Hepatic fibrosis is a dynamic process that results in hepatic remodeling. The liver has a great capacity for regeneration. However, this function is lost when there is hepatic damage and results in inadequate regeneration with progressive scarring (cirrhosis) and an increased risk of hepatocellular carcinoma.
Currently there is no effective therapeutic method to limit and not even to reverse this process, but research in the area of cellular pathology and molecular biology have revealed very encouraging perspectives about the possibility of finding effective treatments for this condition.

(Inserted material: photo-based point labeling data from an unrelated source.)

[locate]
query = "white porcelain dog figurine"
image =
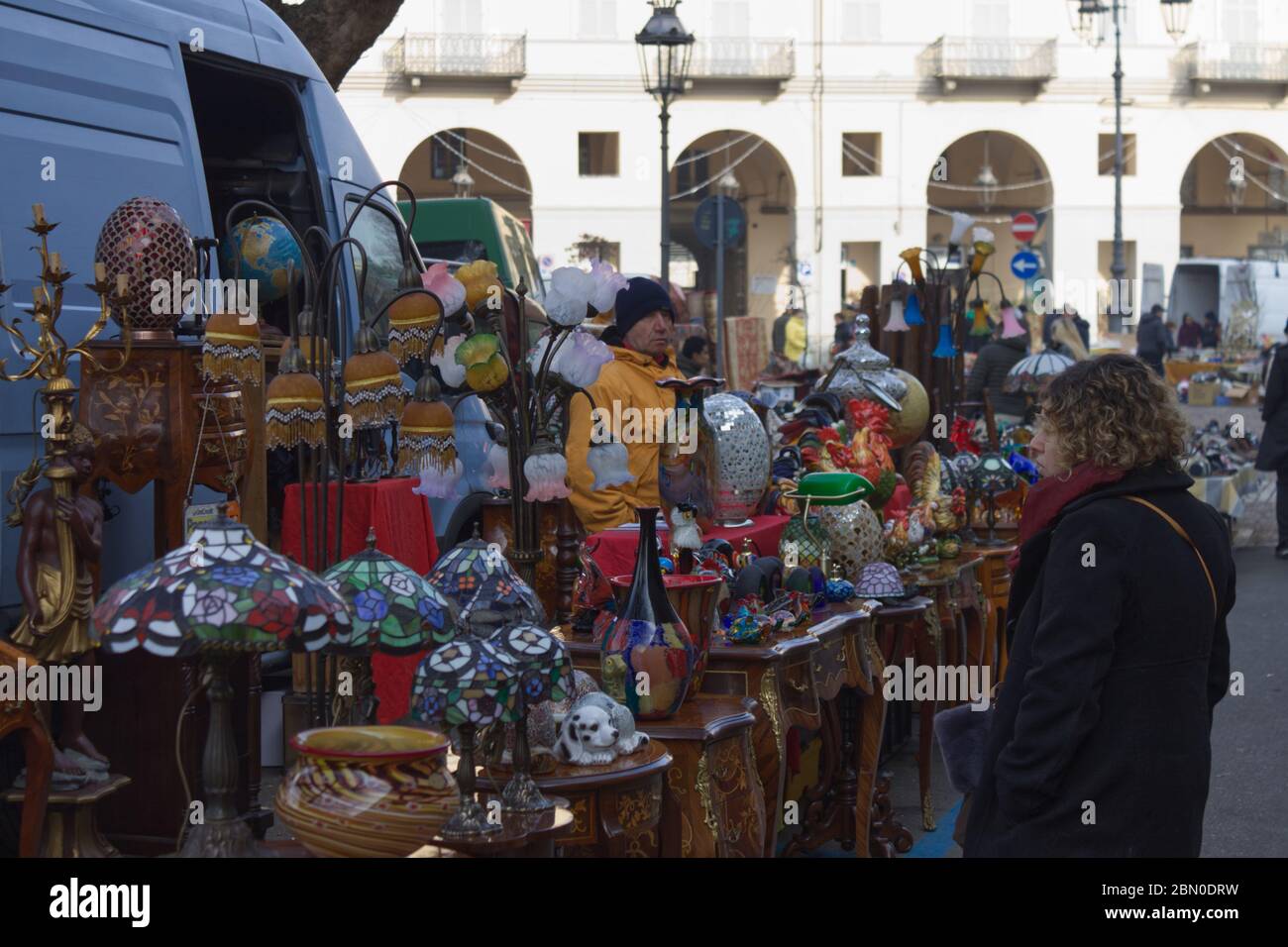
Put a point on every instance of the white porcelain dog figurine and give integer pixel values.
(596, 729)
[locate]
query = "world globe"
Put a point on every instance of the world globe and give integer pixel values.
(265, 250)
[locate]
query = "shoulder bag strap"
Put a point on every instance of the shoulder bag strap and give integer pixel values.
(1180, 531)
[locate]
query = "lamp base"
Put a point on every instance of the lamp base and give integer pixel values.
(220, 839)
(522, 793)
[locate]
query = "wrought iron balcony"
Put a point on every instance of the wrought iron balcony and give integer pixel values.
(458, 55)
(954, 59)
(1234, 63)
(738, 58)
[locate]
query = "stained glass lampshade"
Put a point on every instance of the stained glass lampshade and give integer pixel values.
(545, 674)
(1033, 371)
(482, 589)
(394, 609)
(465, 684)
(222, 594)
(223, 591)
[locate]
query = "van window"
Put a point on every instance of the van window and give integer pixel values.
(378, 236)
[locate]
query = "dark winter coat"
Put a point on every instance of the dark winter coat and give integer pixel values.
(1151, 338)
(990, 372)
(1115, 671)
(1273, 454)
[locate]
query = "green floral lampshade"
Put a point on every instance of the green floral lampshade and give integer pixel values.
(394, 609)
(224, 590)
(992, 474)
(465, 682)
(482, 589)
(540, 659)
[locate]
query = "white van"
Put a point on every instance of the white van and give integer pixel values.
(1211, 283)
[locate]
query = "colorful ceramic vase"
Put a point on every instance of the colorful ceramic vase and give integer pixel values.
(368, 791)
(647, 659)
(695, 599)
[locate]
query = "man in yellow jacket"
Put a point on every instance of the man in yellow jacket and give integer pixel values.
(639, 338)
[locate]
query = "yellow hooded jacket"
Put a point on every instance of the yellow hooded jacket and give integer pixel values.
(630, 381)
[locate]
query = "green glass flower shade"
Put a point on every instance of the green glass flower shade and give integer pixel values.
(465, 682)
(224, 590)
(394, 609)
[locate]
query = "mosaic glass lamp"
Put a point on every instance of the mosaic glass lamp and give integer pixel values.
(545, 674)
(465, 684)
(992, 475)
(222, 595)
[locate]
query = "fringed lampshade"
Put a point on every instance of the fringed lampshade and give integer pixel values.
(426, 434)
(294, 408)
(373, 382)
(231, 350)
(412, 317)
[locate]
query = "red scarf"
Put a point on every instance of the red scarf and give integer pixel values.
(1052, 493)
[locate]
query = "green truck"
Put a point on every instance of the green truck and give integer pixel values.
(463, 230)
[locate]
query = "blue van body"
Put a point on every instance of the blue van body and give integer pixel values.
(94, 110)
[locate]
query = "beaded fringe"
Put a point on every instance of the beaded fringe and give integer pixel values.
(231, 363)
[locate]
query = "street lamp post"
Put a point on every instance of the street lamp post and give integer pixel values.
(1087, 17)
(665, 50)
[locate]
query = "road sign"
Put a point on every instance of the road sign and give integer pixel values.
(1024, 227)
(704, 222)
(1025, 264)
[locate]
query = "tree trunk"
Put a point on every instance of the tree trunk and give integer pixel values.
(336, 31)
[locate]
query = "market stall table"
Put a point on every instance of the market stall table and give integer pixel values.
(613, 551)
(614, 809)
(404, 530)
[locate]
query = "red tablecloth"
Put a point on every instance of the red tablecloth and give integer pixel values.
(614, 553)
(404, 530)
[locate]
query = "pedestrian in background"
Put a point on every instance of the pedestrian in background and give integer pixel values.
(1273, 455)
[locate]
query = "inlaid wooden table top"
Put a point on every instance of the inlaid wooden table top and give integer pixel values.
(704, 716)
(652, 758)
(947, 571)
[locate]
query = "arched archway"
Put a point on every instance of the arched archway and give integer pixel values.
(496, 169)
(992, 175)
(760, 268)
(1234, 198)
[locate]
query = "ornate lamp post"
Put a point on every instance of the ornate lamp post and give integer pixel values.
(1087, 20)
(665, 50)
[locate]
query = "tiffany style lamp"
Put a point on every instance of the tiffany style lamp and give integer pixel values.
(544, 672)
(222, 595)
(482, 589)
(465, 684)
(394, 611)
(992, 475)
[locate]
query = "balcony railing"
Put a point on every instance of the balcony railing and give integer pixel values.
(954, 59)
(1249, 63)
(742, 58)
(458, 55)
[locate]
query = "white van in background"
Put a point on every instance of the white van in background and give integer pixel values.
(1211, 283)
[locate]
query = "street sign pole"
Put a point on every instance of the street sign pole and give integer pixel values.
(719, 339)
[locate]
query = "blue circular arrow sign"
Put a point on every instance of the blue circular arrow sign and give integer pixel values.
(1025, 264)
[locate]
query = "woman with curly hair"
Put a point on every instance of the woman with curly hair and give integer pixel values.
(1100, 741)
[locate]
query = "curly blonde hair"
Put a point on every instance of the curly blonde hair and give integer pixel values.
(1115, 411)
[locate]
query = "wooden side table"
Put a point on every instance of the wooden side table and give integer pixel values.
(715, 802)
(616, 809)
(780, 676)
(71, 819)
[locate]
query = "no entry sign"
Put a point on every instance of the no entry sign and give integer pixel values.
(1024, 226)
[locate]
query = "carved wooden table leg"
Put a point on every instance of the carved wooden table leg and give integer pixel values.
(927, 643)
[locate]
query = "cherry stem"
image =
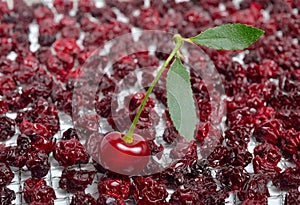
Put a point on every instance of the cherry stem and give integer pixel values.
(178, 41)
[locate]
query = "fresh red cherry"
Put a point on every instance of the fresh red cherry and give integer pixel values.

The central pathogenic process of cirrhosis is progressive fibrosis. Since decades ago it was suspected that the deposit of connective tissue was an abnormal scar response to liver injury caused by chemical or infectious agents and that it was the consequence of the infiltration of fibroblasts in the liver parenchyma. Therefore, it has been considered an irreversible process as with any other scar. Currently there is a more accurate picture of the biomolecular complexity of the fibrogenesis process based on studies of the connective tissue of the normal liver as well as the cirrhotic liver. In the normal liver, interstitial collagen (type I and III) are found almost exclusively around the portal spaces and central veins, while type IV collagen forms very delicate fibers around the spaces of Disse. In contrast, in cirrhosis, collagen I and III are deposited in and through the hepatic lobules, progressively creating irregular septa that can become very thick and that cut and enclose portions of the hepatic lobule, forming what is known as regeneration nodules. This distortion of the architecture is the cause of the serious alteration of arterial and venous intrahepatic circulation. The deposit of collagen type IV in the space of Disse is accompanied by loss of fenestrations in the sinusoidal endothelial cells, which limits the exchange between the hepatocytes and the plasma.
Undoubtedly, cellular biology and molecular pathology have found very promising routes to prevent and reverse liver cirrhosis, at least in experimental models.